A simulation study from the US comparing both home parenteral nutrition and intestinal transplantation for irreversible IF has shown that intestinal transplant marginally improved survival in those patients who had intestinal transplantation (14.6 years vs 14.9 years) when offered to patients on long-term PN with a life expectancy of <12 months if they do not undergo surgery.52
Three types of intestinal transplantation are currently available and include isolated small bowel, liver plus small bowel, and multi-visceral. The current 5-year survival rate is 54%, with an isolated small bowel transplant, which is worse than the outcome associated with PN (63% at 5 years).13,51 Outcomes are improving due to the standardization of surgical techniques, advances in immunosuppressive therapy, and improvements in postoperative patient care, but continue to carry a risk of complications (such as rejection and infections) and adverse events associated with immunosuppression.53–55 These patients often require frequent hospital admissions or blood tests due to complications of their immunosuppressive regimes. Some patients continue to have problems of “dependency”. Although the patient is relieved of PN dependence, they endure close monitoring of their immunosuppression, more septic episodes, prolonged hospital stays, and often significant limitations on their personal life as a result.56
Consideration for intestinal transplantation should be discussed at an IF network meeting,1 with the IF unit caring for the patient and the transplant team, and primary management of these patients should be provided by a center experienced in medical intestinal rehabilitation, nutrition, and transplantation of other solid organs.

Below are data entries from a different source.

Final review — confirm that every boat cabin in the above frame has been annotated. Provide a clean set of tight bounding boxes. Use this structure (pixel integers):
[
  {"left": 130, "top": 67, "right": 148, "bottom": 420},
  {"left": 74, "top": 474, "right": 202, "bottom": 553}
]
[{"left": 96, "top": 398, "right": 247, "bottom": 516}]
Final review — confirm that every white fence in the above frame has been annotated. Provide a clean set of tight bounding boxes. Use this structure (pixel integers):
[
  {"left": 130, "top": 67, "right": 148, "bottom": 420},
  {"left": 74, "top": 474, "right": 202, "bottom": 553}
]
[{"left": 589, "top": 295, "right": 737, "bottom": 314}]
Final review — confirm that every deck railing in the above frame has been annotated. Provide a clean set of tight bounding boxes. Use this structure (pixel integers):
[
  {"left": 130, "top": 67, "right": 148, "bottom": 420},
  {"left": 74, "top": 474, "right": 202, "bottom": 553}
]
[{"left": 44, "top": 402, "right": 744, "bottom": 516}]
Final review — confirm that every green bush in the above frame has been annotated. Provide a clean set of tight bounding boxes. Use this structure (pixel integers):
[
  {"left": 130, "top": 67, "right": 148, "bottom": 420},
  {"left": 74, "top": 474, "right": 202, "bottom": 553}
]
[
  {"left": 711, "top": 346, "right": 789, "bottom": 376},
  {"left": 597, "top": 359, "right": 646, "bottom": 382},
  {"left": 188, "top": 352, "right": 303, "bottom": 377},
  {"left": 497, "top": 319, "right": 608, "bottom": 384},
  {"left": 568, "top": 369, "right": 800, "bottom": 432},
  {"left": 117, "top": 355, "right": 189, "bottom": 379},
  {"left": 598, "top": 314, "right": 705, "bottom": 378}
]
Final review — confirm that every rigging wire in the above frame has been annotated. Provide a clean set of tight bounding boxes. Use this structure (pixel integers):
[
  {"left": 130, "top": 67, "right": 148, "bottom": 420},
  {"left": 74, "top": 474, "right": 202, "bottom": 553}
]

Multidisciplinary team approach
Patients with type 2 IF are complex and time consuming, and have a protracted hospital episode. Regardless of the etiology, the management requires a considerable length of hospital stay and extensive multidisciplinary input. Dieticians, stoma therapists, nurses, microbiologists, pharmacist, radiologists, physiotherapists, anesthetists, pain specialists, psychiatrists, nutrition nurses, gastroenterologists, physicians, and surgeons all act together to provide an appropriate input to the patients care throughout their hospital admission, their outpatient rehabilitation, and in the buildup to their definitive reconstructive surgery.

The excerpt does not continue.